In this context, it is also necessary to mention the germination of seeds in a mountain region, where seeds readily germinate during precipitation-rich seasons, particularly under the crowns of mature trees or under bush cover where the semi-decomposed litter layer accumulates. However, seedlings at such sites are a sought-after delicacy for local cattle, as documented by their remnants observed between tufts of grass. Dragon’s blood trees germinate even in inaccessible localities, on steep slopes and in rock fissures, where they are beyond the reach of intensive grazing. In a 4 ha fenced area owned by the former Yemeni president in Dixam Plateau (approximately 900 m a.s.l.), we found 286 one-year-old seedlings and 13 two-year-old seedlings under 15 adult DC trees in 2009.

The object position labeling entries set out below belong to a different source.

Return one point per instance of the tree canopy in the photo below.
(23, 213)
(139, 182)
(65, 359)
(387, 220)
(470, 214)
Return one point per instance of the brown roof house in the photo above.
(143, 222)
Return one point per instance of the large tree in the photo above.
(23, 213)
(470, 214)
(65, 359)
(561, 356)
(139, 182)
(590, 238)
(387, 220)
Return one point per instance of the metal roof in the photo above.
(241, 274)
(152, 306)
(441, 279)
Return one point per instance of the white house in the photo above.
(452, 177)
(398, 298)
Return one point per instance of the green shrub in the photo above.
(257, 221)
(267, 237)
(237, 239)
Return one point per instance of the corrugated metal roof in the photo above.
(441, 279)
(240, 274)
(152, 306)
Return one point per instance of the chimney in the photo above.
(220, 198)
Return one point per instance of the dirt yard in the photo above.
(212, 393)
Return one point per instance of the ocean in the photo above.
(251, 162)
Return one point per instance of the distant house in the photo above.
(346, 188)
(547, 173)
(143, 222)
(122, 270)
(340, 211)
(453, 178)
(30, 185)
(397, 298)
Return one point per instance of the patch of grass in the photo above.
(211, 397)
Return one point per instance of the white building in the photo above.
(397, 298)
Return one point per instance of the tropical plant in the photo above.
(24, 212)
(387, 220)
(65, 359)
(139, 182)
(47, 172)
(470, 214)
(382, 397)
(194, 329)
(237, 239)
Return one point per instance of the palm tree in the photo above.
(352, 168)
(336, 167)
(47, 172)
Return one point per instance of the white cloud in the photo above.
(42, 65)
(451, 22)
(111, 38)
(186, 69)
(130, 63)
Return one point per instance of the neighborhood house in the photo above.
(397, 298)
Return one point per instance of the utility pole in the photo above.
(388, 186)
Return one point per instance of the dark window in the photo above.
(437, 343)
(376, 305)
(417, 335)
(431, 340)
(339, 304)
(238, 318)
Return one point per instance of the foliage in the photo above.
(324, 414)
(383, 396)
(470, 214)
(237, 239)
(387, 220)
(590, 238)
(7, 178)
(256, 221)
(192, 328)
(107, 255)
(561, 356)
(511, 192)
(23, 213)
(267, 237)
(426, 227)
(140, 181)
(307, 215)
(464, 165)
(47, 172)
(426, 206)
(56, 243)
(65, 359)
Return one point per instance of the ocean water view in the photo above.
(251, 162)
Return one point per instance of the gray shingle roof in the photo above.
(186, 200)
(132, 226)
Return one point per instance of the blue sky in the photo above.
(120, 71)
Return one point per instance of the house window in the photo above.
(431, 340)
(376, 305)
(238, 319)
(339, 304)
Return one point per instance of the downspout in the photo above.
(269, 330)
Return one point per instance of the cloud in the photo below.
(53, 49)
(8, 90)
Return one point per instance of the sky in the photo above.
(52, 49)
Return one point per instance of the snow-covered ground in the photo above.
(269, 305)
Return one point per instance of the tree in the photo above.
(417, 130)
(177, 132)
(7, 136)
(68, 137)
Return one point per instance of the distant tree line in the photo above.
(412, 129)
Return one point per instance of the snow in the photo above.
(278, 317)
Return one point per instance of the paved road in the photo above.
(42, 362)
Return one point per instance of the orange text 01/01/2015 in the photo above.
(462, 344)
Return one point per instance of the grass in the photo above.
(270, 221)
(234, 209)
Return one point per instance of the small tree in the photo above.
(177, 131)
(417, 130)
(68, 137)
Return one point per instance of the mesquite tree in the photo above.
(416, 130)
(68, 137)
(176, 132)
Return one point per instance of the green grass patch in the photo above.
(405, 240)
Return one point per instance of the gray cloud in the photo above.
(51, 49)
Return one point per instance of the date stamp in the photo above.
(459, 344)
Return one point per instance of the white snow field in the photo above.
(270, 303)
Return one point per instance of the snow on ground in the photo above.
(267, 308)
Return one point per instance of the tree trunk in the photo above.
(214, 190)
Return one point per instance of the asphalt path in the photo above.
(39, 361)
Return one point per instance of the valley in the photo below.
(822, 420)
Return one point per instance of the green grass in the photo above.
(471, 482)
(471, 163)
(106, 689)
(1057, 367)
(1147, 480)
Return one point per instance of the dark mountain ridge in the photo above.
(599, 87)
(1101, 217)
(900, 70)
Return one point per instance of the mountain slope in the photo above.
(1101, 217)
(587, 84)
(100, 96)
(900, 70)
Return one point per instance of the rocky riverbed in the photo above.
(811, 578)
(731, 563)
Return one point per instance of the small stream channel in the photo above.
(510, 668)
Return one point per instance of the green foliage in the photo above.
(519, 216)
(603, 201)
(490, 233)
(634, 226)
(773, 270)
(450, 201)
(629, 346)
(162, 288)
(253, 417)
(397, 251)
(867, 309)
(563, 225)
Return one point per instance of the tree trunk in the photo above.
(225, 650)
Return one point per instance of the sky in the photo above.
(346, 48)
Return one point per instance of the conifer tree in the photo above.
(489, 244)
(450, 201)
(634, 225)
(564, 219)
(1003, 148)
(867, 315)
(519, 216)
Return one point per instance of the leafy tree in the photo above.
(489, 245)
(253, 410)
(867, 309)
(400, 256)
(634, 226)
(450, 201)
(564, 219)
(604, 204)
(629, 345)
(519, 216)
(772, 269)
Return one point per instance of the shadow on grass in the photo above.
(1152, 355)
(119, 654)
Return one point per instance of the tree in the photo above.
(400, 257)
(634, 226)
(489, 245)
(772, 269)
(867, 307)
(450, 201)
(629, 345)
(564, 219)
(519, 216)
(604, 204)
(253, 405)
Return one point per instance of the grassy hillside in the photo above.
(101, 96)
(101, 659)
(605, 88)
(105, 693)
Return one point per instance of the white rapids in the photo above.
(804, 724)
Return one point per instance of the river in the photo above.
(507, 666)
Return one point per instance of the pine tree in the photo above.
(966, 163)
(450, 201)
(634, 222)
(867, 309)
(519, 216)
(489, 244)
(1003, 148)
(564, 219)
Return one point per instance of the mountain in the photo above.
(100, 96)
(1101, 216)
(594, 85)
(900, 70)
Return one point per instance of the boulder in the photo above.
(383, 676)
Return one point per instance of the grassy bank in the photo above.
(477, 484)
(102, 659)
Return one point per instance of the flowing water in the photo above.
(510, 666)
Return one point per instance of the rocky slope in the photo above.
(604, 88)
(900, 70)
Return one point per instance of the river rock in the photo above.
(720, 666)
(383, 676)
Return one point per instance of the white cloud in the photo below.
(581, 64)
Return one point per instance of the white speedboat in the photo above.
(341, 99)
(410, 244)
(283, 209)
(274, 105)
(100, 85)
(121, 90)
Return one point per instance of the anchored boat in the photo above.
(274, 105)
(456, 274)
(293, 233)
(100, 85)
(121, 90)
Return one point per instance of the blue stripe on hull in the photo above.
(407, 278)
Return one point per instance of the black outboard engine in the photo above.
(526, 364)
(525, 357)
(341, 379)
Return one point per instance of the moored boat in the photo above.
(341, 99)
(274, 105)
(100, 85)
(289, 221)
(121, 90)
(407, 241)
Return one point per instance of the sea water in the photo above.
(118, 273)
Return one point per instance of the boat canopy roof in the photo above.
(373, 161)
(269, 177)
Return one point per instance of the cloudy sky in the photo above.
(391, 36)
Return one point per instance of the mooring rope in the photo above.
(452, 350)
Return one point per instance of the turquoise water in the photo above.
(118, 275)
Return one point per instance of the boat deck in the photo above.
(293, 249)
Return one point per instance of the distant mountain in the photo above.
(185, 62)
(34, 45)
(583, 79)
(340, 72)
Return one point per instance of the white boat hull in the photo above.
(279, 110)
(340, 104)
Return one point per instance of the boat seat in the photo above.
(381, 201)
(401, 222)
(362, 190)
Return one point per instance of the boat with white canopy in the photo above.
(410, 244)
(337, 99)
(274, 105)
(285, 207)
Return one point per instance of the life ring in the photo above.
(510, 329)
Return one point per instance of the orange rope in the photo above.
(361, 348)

Bringing together the above mentioned discussion to some finale, one can confess that last of the hypothesis – testing if DC seeds germinate and survive better during rains – has not been confirmed. Presence of a humus layer – which is totally absent from the grazed areas – is likely the most important factor, nevertheless all range of microclimatic factors should be considered and investigated.

Conclusions

The long-term investigation of vegetation dynamics in Socotran D. cinnabari forests that are unique worldwide, is decisive for permanent and sound conservation management. Presented findings can nevertheless shed some more light also on functioning of arid lands in general, bringing new perspective into the understanding of interactions between transhuman pastoralists and vegetation dynamics. To support the process of regeneration of the naturally occurring and ruminant sensitive woody species, a suitable approach could be to establish permanent fenced plots with mature trees inside. However, wider range of microclimatic factors has to be considered and investigated while trying to reforest Dracaena trees. It is thus feasible to sow seeds under the protection of shrubs or grass layer where the number of trees is already low (on Socotra, e.g., in Dixam, Kleem and Shibhon plateaux). Another and probably more effective possibility is direct planting of well-developed (3–5 years old) seedlings into protected areas. Seedlings planted in this way shall be supported by individual protection. These findings are applicable also for other semi-arid regions, especially in woodland management of other Dracaena tree species e.g. Dracaena serrulata in Oman, Saudi Arabia and continental Yemen, D. draco and D. tamaranae in Macaronesia, D. ombet and D. schizantha in East Africa, D. draco ssp. ajgal in Morocco etc., Although, the method of individual seedling support and protection involves substantial financial and time costs. Naturally, it is necessary to consider the site suitability, provenance of the plants and seeds used. Practical suggestions to conserve natural forest/woodland biotopes via proved forestry measures in similar biomes should be realised on the ground. Results of this study, supported by presented findings from sites with and without grazing, shall reinforce the idea of mandatory grazing restrictions to allow the conservation and/or existence of the designated World Heritage Sites for future generations.